Liquor & Gaming NSW

Agency overview
- Formed: February 2016
- Preceding agencies: NSW Office of Liquor Gaming & Racing; Liquor Administration Bureau; Licensing Court of New South Wales;
- Jurisdiction: New South Wales
- Headquarters: 12 Darcy Street, Parramatta
- Employees: 240
- Agency executive: Emma Hogan, Secretary, Department of Customer Service;
- Key documents: Liquor Act 2007 (NSW); Gaming Machines Act 2001 (NSW); Gaming And Liquor Administration Act 2007 (NSW); 2 more Registered Clubs Act 1976 (NSW) ; Casino Control Act 1992 (NSW) ; ;
- Website: http://www.liquorandgaming.nsw.gov.au

Footnotes
- In 2007 some functions of the former Liquor Administration Board were transferred to the newly created Independent Liquor and Gaming Authority.

= Liquor & Gaming NSW =

Agency of New South Wales Government

Liquor & Gaming NSW is an agency of the Government of New South Wales, that is part of the Customer Service cluster.
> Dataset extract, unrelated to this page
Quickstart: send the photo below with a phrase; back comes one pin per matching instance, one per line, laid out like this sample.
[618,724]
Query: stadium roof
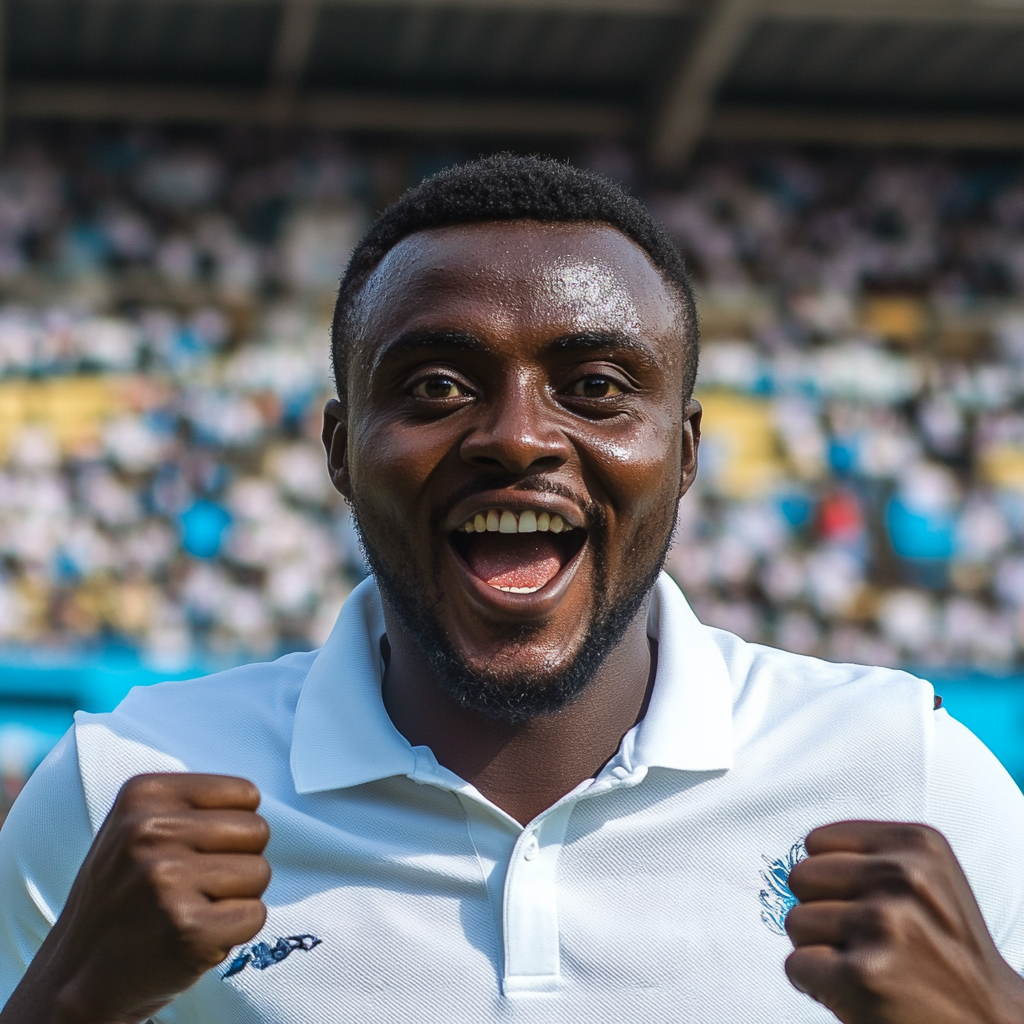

Liquor and Gaming NSW is responsible for the development, implementation and integrity of the regulatory framework for liquor sales, licensed clubs, gaming activities and casino regulation in the state of New South Wales, Australia.

The agency reports to the Minister for Customer Service and Digital Government.

Liquor and Gaming NSW also provides Secretariat services to the Independent Liquor and Gaming Authority, which determines licence applications and makes associated decisions, and exercises some decision-making delegations granted by the Authority.